Ezra & Nehemiahby Robert M. Solomon
As soon as the work in the temple resumes, there is an official inquiry. The local Persian governor and his officials visit the construction site, wanting to know who authorised the rebuilding and the names of those involved in the work (Ezra 5:3–4). Perhaps the Jews’ enemies instigated the officials’ actions.
Fifteen years after the work had ceased, the officials may have changed, but they still fear getting into trouble should the new Persian king, their overlord, come to hear about the temple. In their actions, though, this batch of officials are less antagonistic than the corrupt officials the Samaritans had paid to put a stop to the work during the reign of King Cyrus (Ezra 4:5). They seem to be simply doing their job. Of course, even in such circumstances, they are a potential obstacle to the work of God.
God is with His people: “But the eye of their God was watching over the elders of the Jews, and they were not stopped until a report could go to Darius and his written reply be received” (5:5).
The letter sent by the officials reports their investigation of the building of the new temple in Jerusalem. It tells of how they questioned the Jews and secured the names of those involved, in case the king wants to check their background to see if they are troublemakers. The description of the temple construction gives us hints about the dedication and efficiency of the temple builders: “The work is being carried on with diligence and is making rapid progress” (v. 8). That, combined with the phrase “the temple of the great God”, is meant to indicate the urgency and importance of the situation. However, above all the bureaucracy of empire is in the hand of a God whose eyes and ears are attentive to His people (Psalm 34:15), as we shall see in tomorrow’s reading.
Sometimes, we may feel that we are like a little cog in a giant complex machine. Who would notice the ordinary people or the marginalised?
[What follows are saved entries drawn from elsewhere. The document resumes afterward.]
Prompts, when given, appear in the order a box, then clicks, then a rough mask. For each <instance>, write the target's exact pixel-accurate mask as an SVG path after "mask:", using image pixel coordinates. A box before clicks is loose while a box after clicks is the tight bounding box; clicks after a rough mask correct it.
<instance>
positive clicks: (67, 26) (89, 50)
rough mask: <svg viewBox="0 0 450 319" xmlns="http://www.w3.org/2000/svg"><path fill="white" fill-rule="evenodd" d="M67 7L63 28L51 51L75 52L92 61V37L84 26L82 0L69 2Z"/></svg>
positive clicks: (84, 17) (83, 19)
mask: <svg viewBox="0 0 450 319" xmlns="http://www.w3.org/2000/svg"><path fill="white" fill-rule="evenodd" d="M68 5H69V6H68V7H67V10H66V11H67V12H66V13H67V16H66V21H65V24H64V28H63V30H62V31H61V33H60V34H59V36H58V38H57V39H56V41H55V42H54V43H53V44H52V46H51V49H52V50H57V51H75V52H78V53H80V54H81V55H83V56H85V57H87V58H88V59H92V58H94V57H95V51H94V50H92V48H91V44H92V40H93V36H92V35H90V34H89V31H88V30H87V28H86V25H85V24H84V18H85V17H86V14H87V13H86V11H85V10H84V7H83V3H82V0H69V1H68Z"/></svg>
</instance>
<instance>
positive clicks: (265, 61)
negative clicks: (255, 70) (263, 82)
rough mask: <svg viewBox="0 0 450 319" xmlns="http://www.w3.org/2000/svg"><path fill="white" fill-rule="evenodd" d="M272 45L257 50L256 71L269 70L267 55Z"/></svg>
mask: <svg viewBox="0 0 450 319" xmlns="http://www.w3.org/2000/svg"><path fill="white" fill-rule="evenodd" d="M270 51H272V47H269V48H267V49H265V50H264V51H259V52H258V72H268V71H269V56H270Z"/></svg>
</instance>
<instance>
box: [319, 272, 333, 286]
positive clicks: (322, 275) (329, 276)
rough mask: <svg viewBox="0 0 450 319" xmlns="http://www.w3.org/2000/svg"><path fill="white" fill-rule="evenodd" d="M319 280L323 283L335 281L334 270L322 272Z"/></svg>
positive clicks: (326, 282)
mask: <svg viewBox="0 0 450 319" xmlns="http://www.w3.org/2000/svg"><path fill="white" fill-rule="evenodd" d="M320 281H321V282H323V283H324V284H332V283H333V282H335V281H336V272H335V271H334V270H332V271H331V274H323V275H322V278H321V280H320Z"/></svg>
We may feel forgotten, but God does not ignore us. He knows every person, both great and small, in the world. No one is hidden from His eyes. This should be a comforting truth for His children, for the “eyes of the LORD are on the righteous, and his ears are attentive to their cry” (Psalm 34:15; 1 Peter 3:12). And “he who watches over Israel will neither slumber nor sleep” (Psalm 121:4).
The Bible says that God’s eye was watching over His people (Ezra 5:5). What does that mean? Read Exodus 3:7–10 to examine what God told Moses. How does this comfort you today?
How can our work for the Lord retain its enthusiasm and faithfulness even if we have to face official bureaucracy and other forms of difficulty?